III. O meu próximo precisa de ações práticas e eficazes

  1. Uma ação que pode ser praticada por qualquer pessoa, e a qualquer pessoa.
    • É interessante notar a escolha do samaritano como herói desta história. Por quê?

a. Judeus e samaritanos se detestavam mutuamente;

b. Tinham profundas diferenças teológicas e históricas;

c. Para o público de Jesus, o herói ser um samaritano era um insulto ou um choque absoluto.

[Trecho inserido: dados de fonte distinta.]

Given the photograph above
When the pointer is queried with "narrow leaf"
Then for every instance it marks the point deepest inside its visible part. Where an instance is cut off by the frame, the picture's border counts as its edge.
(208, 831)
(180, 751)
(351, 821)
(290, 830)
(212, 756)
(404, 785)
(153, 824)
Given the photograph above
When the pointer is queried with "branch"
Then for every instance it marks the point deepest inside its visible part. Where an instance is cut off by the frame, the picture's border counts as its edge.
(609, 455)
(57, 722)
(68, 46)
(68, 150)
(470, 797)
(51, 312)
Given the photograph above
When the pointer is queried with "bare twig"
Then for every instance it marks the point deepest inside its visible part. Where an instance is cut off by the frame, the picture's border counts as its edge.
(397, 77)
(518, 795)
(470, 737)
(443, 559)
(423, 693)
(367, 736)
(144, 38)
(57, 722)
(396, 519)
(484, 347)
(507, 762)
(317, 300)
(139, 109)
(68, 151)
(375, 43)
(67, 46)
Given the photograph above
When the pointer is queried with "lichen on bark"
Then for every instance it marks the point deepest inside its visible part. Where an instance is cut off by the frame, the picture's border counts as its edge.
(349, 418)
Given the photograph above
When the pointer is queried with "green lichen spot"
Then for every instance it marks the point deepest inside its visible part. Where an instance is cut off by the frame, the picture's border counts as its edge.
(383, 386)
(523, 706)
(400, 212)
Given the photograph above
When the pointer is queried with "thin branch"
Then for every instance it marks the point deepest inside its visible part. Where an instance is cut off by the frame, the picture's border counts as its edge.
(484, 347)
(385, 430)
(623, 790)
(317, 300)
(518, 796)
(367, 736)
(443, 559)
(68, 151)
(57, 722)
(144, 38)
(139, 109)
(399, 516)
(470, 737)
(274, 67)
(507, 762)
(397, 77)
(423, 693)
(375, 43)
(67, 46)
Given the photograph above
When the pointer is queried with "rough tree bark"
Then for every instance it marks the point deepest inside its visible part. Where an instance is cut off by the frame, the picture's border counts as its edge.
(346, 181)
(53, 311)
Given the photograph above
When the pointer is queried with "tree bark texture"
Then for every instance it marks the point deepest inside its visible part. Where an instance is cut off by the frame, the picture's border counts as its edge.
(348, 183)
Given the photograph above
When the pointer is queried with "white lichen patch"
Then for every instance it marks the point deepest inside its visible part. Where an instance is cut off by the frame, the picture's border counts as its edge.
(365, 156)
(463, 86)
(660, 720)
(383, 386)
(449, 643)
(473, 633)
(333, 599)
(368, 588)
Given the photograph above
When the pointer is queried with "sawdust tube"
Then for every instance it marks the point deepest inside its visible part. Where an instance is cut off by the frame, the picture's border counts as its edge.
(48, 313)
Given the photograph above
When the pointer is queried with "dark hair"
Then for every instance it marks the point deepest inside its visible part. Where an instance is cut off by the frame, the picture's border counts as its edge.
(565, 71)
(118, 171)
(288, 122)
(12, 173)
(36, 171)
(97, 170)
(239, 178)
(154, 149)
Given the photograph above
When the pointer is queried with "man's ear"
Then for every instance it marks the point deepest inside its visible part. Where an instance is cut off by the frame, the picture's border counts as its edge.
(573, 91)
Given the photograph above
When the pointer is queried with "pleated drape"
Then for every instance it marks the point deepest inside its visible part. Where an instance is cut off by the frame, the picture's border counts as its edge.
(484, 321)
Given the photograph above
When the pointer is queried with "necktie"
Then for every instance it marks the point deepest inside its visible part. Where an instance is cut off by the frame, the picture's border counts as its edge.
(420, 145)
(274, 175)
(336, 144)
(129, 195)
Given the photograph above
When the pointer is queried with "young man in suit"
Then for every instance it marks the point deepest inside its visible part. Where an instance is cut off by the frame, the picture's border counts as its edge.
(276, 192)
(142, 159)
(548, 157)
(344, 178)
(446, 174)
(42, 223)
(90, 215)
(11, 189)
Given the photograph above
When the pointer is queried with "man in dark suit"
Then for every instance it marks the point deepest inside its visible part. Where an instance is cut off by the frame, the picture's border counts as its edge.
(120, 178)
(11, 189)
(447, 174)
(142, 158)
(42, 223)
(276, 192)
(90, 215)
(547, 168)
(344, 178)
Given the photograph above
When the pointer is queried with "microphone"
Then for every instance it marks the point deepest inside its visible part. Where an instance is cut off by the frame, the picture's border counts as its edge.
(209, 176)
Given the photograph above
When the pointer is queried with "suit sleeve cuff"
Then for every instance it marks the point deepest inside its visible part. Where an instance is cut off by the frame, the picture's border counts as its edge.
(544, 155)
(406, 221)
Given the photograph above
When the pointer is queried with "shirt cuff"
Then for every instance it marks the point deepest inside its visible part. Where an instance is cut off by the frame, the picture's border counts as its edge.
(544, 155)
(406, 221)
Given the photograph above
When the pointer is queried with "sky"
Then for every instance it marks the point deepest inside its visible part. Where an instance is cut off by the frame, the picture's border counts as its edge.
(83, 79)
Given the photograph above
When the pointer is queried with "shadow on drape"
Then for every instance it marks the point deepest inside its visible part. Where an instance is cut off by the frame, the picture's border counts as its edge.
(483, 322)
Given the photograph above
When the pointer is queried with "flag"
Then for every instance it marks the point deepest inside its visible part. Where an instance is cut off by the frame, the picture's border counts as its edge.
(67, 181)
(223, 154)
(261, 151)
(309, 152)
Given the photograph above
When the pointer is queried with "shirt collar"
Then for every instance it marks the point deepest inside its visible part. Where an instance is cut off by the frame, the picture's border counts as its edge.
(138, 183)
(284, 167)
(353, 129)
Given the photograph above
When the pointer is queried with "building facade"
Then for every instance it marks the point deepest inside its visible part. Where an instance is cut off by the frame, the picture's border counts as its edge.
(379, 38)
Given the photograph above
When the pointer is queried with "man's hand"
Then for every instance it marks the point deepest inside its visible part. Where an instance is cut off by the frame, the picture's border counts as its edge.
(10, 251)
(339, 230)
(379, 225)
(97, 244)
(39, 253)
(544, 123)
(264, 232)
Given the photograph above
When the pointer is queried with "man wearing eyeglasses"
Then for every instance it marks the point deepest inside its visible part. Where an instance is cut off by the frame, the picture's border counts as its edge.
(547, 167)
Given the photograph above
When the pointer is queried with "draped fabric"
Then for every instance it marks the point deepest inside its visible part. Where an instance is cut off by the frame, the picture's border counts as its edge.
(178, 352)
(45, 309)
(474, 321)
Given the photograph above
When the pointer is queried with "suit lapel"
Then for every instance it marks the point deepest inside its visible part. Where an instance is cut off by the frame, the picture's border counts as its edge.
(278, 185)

  • A condição do samaritano como herói é um alerta de que todos nós, indistintamente da nossa condição, podemos ser bênção na vida de uma pessoa.
  • Observem, irmãos, que não há julgamento sobre o merecimento ou não da boa ação do samaritano por parte da vítima.
  • Apenas se viu a necessidade e agiu (afinal, ele era um judeu, inimigo do seu benfeitor).

 

2. Uma ação que exige envolvimento pessoal em todos os níveis

  • Uma ação bondosa não pode ser apenas superficial. Aquele homem necessitava:

a. Era um problema para o sacerdote, que não podia ser tocado ou tocar em um pecador, especialmente se parecia estar morto.

b. Já o samaritano:

    • Toca;
    • Trata suas feridas;
    • Coloca em seu próprio animal;
    • Usa seus recursos financeiros em favor do desconhecido;
    • Trata como próximo.

Obs: Enquanto olharmos apenas para o nosso próprio bem-estar e recursos pessoais, teremos dificuldades para agir como o samaritano apresentado pelo Senhor Jesus.

Conclusão

O mundo, que jaz no maligno, é campo aberto para o nosso testemunho.

Que Deus nos faça consciente da necessidade de testemunho da sua igreja. Em nome de Jesus Cristo. Amém.